Opposition attacks Queensland vegetation clearing laws

VEGETATION: Farmers say restrictions on land clearing will affect their ability to produce food.
VEGETATION: Farmers say restrictions on land clearing will affect their ability to produce food.

OPPOSITION leader Deb Frecklington has hit back at the state government over moves to reign in vegetation clearing which ballooned to 400,000 hectares a year after the Newman government eased regulations.

Ms Frecklington said she would fight tooth and nail to defend farmers and property rights.

“Labor has launched an unfair attack on farmers, their families and farming communities right across Queensland,” Ms Frecklington said.

“Labor’s proposed vegetation management laws are offensive and I will fight them at every turn.

“Instead of supporting farmers (Premier) Annastacia Palaszczuk is tying them up in more red tape and threatening their ability to grow the food we put our tables and the fibre we put on our backs.”

Ms Frecklington said the legislation was bad for the south-east as well as regional areas.

Natural Resources Minister Anthony Lynham introduced tree-clearing reforms last week, telling Parliament that responsible vegetation management would be reintroduced.

“These laws will protect our climate, our wildlife and our Great Barrier Reef, and the tens of thousands of jobs that depend on the Reef,” Dr Lynham said.

Environment Minister Leeanne Enoch said the policy was based on science and would maintain biodiversity, reduce land degradation, protect water quality, reduce greenhouse gas emissions and support the sustainable use of land.

“The changes proposed in this legislation are backed by science and have been expertly prepared by the Queensland Herbarium and peer reviewed by the CSIRO,” Ms Enoch said.

“In 2015/16, close to 400,000 hectares of vegetation was cleared under the former LNP Government – that’s more than twice the area of Brisbane and seven times the size of Rockhampton.

“If the current clearing rate continues, it will drive native wildlife to extinction, put jobs reliant on the Great Barrier Reef at risk, drive up Australia’s greenhouse gas emissions, and prevent Australia from meeting its international climate commitments.”

Among changes, proposed laws will:

# ban broadscale clearing of remnant vegetation;

# increase, up to almost treble, the maximum penalties courts could impose for illegal clearing to more than half-a-million-dollars;

# give compliance officers more powers and enforcement tools;

# require farmers to get approval to thin vegetation; and

# allow farmers to harvest fodder trees to feed livestock.

Dr Lynham said more accurate vegetation maps were also released, the first major review to vegetation and ecosystem mapping in five years.

Ms Frecklington said the vegetation protection laws would affect housing affordability, food security and make battling drought more difficult.

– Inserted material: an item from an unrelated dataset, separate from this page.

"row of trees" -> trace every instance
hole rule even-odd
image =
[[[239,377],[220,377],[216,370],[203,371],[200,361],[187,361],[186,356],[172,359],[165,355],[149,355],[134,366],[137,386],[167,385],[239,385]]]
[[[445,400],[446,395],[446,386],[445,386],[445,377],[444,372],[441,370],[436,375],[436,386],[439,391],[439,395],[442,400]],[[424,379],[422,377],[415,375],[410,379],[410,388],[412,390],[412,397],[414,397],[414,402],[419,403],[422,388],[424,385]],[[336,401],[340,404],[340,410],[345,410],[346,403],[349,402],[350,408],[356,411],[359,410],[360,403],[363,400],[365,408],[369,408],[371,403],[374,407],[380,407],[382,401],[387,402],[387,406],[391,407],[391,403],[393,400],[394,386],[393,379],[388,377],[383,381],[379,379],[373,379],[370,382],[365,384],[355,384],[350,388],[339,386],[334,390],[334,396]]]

“We need less emotion and more facts in the vegetation management debate,” she said.

“Protecting the reef is vital but scaremongering about the impact of farmers is disgraceful,” she said.

Opposition natural resources spokesman Dale Last said the laws would mean Queensland could not supply more avocados, mangoes and macadamia nuts.

“Smashed avocado, mango salsa and chocolate-covered macadamia nuts are better if they come from Queensland,” he said.